Sunday, December 14, 2014

Unions Just Got A Big Legal Victory Handed To Them By… Clarence Thomas?

In writing the opinion of Integrity Staffing Solutions Inc. vs. Busk et. al, Justice Clarence Thomas clearly was not thinking about handing unions a powerful new tool for unionizing. Instead he was thinking about how it was fine for any company to restrain and employee for hours each week without any compensation. But, in his wording, he may have just struck down right-to-work laws nationwide without realizing it.
These arguments are properly presented to the employer at the bargaining table, see 29 U.S.C., 254(b)(1), not to a court in an FLSA claim.
Per this section of US Code, the issue of a workplace retaining an employee without compensation for hours each week is one which must be handled in negotiations between the employer and the employee, their agent or their collective bargaining representative. This statement, as simple as it is, has a lot of weight behind it due to the nature of the case behind it. By retaining the full text of the Fair Labor Standards Act (FLSA), combined with this decision, the entire workplace dynamic for collective bargaining just changed overnight.

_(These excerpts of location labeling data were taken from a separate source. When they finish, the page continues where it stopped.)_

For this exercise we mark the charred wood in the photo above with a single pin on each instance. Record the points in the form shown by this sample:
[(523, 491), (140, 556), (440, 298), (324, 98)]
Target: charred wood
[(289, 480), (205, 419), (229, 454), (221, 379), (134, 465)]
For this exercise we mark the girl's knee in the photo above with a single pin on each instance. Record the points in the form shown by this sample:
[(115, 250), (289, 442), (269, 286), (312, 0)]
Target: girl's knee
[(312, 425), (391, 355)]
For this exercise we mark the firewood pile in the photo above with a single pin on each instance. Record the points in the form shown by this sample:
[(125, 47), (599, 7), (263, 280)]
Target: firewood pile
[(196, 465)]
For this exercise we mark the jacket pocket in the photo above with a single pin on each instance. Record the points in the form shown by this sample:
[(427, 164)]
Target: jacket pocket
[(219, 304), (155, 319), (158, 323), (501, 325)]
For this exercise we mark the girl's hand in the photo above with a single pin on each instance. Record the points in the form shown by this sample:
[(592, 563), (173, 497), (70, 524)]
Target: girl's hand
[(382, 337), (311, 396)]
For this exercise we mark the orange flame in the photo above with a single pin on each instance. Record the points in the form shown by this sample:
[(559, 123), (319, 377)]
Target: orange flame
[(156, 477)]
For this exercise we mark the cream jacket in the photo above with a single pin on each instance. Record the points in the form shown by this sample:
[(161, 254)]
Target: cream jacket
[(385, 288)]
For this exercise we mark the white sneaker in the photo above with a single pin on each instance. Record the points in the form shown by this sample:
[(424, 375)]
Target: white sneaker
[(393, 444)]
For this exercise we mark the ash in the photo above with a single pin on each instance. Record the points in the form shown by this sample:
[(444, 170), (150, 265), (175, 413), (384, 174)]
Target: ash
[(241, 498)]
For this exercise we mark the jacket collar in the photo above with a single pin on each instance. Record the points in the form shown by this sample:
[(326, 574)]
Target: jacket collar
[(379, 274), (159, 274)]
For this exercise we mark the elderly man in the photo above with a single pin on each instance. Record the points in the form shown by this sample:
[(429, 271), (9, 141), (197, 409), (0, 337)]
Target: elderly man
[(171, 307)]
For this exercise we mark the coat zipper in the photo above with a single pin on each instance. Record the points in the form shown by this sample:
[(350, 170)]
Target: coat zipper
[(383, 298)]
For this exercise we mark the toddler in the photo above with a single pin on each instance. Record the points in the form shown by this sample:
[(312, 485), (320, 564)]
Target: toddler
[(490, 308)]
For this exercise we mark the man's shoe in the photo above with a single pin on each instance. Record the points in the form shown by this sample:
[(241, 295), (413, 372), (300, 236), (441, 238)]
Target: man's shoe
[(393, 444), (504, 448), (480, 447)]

The case itself involves contractors at an Amazon warehouse facility, who can take considerable time each day to go through security checkpoints in order to leave their jobs. The warehouse itself is not unionized, and Amazon is firmly against unions.

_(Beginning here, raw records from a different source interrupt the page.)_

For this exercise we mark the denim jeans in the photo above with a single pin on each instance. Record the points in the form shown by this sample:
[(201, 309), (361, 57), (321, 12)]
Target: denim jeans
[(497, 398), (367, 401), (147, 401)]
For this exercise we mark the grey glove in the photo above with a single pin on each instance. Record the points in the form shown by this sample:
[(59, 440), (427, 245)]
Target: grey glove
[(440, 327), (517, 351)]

Clarence Thomas just put into a court decision that workplace issues involving compensated time must be handled in negotiations, the cornerstone of collective bargaining and unions, and not the courts. By blocking the courts, but with FLSA itself upheld This also means that companies can no longer fail to engage in negotiations, relying upon the courts to handle such matters – the Supreme Court just ordered them to the bargaining table. Tactics to block unionizing now can, and will be considered unconstitutional per this decision.

Laws like Right-To-Work, where an employee can avoid joining a union, now no longer can apply in the way intended. The Supreme Court just ordered people to the bargaining table, the Union representative, with but a few short words.